透析装置内配管に貯留する透析液組成変化についての一考察

  • 日付
    2018/03/04
  • 学会・研究会
    第22回千葉県臨床工学技士会勉強会
  • 発表者
    束原遠
  • 所属
    茂原

【目的】

透析用監視装置および多人数用透析液供給装置の配管にはシリコンチューブが多くの部位に使用されている。シリコン膜は気体透過性が高いため、シリコンチューブ内でも透析液の組成が変化する可能性がある。

本研究では、シリコンチューブ内での透析液の経時的な組成変化を測定し、その影響を検討した。

【方法】

1.個人用透析装置の透析液供給ラインにシリコンチューブを接続し、透析液を満たした後、10cm毎に鉗子でクランプし、クランプ直後から5分、10分、15分、30分後のチューブ内透析液濃度の測定を行った。

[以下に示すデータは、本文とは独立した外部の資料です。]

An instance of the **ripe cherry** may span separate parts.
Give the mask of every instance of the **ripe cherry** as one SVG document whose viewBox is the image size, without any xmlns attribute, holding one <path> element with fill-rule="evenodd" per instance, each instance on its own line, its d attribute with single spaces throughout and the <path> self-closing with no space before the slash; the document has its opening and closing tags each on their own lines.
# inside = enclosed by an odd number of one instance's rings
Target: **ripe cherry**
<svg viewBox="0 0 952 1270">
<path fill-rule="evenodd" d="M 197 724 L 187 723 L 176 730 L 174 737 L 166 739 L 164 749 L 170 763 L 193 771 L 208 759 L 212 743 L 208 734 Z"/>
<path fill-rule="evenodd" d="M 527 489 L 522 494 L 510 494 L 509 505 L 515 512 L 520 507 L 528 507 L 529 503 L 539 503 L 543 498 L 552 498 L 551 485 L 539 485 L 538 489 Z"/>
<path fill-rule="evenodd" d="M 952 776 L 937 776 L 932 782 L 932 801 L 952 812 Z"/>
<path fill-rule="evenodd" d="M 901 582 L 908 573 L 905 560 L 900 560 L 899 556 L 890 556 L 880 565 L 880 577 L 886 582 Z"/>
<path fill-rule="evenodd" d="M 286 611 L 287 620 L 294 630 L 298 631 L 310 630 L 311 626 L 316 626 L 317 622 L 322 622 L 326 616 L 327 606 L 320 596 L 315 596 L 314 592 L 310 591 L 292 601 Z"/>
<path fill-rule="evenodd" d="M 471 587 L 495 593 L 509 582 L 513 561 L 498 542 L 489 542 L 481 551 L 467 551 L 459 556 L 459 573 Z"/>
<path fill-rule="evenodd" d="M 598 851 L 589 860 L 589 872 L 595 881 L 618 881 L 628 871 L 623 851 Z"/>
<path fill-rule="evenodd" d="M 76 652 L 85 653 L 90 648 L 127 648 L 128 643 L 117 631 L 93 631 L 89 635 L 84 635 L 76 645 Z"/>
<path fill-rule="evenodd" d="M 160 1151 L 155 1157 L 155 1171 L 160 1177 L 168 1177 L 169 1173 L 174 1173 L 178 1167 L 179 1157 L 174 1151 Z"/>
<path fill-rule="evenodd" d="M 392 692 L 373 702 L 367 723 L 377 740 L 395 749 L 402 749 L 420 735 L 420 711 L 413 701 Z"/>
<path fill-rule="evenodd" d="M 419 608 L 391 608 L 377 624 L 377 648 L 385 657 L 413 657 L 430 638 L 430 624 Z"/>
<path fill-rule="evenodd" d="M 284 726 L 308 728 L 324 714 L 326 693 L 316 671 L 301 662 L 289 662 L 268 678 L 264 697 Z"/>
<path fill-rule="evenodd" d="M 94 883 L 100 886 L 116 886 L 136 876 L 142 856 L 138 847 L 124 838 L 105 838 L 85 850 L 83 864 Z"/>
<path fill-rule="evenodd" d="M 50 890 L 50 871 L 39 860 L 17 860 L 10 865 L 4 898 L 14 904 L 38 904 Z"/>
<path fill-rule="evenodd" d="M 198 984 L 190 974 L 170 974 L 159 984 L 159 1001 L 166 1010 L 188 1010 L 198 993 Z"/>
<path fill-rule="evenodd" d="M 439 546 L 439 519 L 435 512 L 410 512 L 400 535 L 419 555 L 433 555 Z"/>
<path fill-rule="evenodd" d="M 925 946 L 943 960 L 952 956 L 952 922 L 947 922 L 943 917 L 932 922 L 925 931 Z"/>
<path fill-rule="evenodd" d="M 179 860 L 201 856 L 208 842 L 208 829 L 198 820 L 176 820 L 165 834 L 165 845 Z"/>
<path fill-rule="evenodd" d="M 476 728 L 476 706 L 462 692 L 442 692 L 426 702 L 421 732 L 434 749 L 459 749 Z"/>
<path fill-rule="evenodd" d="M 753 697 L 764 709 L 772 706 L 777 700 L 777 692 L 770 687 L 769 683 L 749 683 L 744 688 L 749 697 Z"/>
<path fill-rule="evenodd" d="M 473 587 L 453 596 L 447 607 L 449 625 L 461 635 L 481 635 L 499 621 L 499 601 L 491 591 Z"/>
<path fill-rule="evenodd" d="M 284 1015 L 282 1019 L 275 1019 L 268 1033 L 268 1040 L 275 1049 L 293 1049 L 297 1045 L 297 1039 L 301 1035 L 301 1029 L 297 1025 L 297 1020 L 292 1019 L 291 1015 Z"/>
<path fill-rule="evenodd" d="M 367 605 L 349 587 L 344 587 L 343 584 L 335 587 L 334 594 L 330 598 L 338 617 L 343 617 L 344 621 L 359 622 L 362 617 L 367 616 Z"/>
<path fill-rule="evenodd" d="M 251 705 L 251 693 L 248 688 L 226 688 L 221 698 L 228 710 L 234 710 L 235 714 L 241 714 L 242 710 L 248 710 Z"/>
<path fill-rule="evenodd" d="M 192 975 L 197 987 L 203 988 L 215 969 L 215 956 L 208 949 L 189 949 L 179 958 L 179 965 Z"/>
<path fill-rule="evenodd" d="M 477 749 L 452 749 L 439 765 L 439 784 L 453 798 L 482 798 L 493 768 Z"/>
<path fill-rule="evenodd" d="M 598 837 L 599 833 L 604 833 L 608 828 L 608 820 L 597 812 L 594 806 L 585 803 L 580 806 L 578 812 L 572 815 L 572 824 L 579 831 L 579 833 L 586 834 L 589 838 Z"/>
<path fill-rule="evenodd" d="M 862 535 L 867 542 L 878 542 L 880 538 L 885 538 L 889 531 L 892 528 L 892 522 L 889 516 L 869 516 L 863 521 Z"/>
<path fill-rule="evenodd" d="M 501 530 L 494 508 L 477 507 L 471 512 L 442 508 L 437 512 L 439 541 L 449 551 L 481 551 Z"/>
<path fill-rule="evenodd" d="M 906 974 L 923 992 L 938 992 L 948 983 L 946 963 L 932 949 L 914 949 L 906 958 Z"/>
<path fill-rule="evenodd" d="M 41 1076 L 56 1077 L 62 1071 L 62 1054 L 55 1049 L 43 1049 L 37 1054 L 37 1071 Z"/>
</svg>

 2.50㎝のシリコンチューブ内に透析液を充填し、流速400mL/minで循環させ、5分、10分、15分、30分後のチューブ内透析液濃度の測定を行った。

【結果】

方法1では、pCO2が開始時52mmHgから30分後35mmHgまで減少し、pHは7.36から7.54に上昇した。

方法2では、pCO2およびpHの変化は方法1より小さかったが、同様の傾向であった。

【考察】

シリコンチューブ内の透析液は、貯留および流動状態において、透析液組成が変化することを確認した。

pHの変動は、気体であるCO2の減少によるものと考えられた。

これらの結果から、透析液に液置換された透析用監視装置内シリコンチューブや多人数用透析液供給装置を送液しない状態で循環させている貯留タンクでも同様の変化が起こっていることが考えられる。